Updated: Mar 16
The metaverse, what is it and can it have a positive effect on the way we deal with climate change? The metaverse is being described as the new internet or new reality that will replace the way we use technology and communicate. Companies such as Facebook, now Meta as well as Microsoft and games companies such as Roblox and Epic Games are all investing and innovating in the world of metaverse. Broadly speaking, the technologies that make up the metaverse can include virtual reality and augmented reality. The concept would not require that those spaces be exclusively accessed via VR or AR and can be accessed through many devices. Visions of what the metaverse will entail range from virtual houses in which groups of friends can hang out, virtual meeting rooms where conferences and interviews can take place as well as virtual entertainment and sports taking place. There has been speculation over the possible environmental benefits that the metaverse could have, in the short and long term. The potential to off-load tasks and activities that are costing out planet into a virtual reality, saving recourses and limiting pollution. There is also interest in the metaverse as a tool to influence people into treating the planet better.

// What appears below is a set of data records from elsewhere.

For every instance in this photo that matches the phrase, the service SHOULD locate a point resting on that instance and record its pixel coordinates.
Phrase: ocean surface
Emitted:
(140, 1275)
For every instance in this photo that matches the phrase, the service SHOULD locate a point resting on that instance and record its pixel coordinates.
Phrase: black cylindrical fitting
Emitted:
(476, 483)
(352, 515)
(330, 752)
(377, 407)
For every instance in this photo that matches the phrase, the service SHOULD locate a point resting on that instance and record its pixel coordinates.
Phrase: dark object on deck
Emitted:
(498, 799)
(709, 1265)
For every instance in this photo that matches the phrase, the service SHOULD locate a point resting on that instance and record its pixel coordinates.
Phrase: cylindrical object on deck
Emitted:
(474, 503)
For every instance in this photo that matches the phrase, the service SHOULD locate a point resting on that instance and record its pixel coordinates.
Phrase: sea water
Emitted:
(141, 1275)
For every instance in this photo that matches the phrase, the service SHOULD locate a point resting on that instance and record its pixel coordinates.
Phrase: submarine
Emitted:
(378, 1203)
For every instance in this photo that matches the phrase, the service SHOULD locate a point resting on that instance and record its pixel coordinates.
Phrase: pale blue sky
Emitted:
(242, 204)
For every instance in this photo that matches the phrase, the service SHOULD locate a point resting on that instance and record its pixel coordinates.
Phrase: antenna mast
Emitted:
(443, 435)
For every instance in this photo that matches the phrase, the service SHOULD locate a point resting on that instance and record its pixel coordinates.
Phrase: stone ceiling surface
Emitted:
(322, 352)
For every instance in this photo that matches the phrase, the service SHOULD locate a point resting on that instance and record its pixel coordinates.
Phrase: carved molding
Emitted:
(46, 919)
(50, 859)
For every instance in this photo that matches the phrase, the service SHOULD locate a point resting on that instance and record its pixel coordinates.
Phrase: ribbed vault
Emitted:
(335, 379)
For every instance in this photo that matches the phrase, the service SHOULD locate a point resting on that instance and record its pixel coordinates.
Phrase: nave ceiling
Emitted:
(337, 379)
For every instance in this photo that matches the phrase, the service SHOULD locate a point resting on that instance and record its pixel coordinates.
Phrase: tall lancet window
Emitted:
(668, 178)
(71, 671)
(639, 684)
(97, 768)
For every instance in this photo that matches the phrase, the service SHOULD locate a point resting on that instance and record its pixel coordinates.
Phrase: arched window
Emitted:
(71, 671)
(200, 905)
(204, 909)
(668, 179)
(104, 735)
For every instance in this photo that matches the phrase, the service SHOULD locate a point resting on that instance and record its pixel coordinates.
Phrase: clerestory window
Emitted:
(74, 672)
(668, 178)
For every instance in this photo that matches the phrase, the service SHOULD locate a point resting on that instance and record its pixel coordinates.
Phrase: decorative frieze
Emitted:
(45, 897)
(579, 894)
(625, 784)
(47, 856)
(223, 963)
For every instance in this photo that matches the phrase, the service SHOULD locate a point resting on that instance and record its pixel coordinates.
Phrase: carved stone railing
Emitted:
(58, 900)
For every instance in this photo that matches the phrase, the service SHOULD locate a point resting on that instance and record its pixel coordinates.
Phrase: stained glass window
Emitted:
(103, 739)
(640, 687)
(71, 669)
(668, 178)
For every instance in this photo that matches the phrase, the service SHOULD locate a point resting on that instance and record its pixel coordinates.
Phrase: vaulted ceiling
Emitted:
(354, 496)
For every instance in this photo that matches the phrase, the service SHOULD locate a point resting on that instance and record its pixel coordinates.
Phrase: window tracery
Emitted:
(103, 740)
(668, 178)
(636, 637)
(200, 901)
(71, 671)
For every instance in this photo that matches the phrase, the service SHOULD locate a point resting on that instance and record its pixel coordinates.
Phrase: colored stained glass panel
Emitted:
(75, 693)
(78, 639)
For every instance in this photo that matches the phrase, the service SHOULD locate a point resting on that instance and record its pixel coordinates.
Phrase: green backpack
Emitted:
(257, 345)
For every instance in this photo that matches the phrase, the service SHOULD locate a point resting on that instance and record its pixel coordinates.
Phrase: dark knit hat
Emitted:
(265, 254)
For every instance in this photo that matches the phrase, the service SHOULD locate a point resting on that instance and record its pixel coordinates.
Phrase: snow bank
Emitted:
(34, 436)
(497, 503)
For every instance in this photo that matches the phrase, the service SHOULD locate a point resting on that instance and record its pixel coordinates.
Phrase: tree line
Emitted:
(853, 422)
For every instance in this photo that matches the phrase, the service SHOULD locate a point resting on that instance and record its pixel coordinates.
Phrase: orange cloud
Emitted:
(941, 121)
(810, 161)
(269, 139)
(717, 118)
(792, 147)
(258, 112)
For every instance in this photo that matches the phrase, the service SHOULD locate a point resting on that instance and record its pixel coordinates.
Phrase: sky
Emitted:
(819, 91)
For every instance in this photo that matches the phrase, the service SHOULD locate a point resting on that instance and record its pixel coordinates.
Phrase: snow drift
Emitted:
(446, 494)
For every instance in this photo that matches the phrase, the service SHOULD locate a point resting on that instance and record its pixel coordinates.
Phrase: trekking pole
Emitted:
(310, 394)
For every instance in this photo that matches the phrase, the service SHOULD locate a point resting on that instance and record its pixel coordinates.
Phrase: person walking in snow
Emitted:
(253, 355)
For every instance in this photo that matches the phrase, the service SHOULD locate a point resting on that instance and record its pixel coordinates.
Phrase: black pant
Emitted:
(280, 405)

In terms of the short-term possibilities, there has been research into the way acting out actions in the virtual world affects people’s real-world thinking. A substantial body of research from the Stanford Virtual Human Interaction Lab has shown that using virtual reality to change human behaviour works. The Virtual Human Interaction Lab tested giving people the virtual reality experience of cutting down trees including feeling the sensation of the chainsaw vibrating, hearing the thud of the tree crashing to the ground and obviously witnessing the destruction of the object. Researchers at Stanford found that those who took part in the VR tree cutting simulation were on average more likely to conserve paper afterwards. This is a concept that could be investigated further and utilised as an educational tool in showing people the context and consequences of things we take for granted in our lives. People using the early stages of the metaverse could go about a virtual, faked reality and witness the consequences of human actions without there being any real-world damage. These experiences could be integrated into video games, particularly massively multiplayer online role-playing games (MMORPG). Many games already feature cutting down trees, creating or using factories etc, by tweaking the sensory effects these actions cause the player then video games and the metaverse can have a positive effect on climate awareness. Games companies like Roblox and Epic Games who make the popular game Fortnite are currently researching and developing metaverse technology, this is something to look out for in the coming years.
In terms of the long-term impact the metaverse could potentially have on climate change there are essentially endless possibilities in terms of how the technology could develop and be used. Most of what will follow is purely speculative and offers only a potential glimpse into the future with the metaverse. There is a suggestion that if the metaverse takes off in the way those who are developing it want it too then we could all potentially be plugged into the metaverse more often than we go outside. It will essentially act as a world in which humans are free to indulge in ways that would otherwise be costly to the planet. Shopping for non-essential items that are often environmentally costly to make and easily discarded could move into virtual reality. Motorsports and games would move into the virtual sphere, stopping all unessential vehicle use. Concerts and performances would be hosted virtually cutting down on people travelling into city centres. Things like non-fungible tokens, digital currencies and experiences will be available to buy from the corporations from which we regularly buy goods and services in the real-world.
All these changes could potentially cut down on the carbon footprint of consumerist society, however, a future of non-virtual solitude is not a positive one. Short-term and long-term there will surely be benefits to new technology and ideas such as the metaverse, whether we need to go full sci-fi film to realise change is another question. Hopefully there will be more real-world change in the coming years that means out future will not involve staying indoors, plugged in for the majority of time.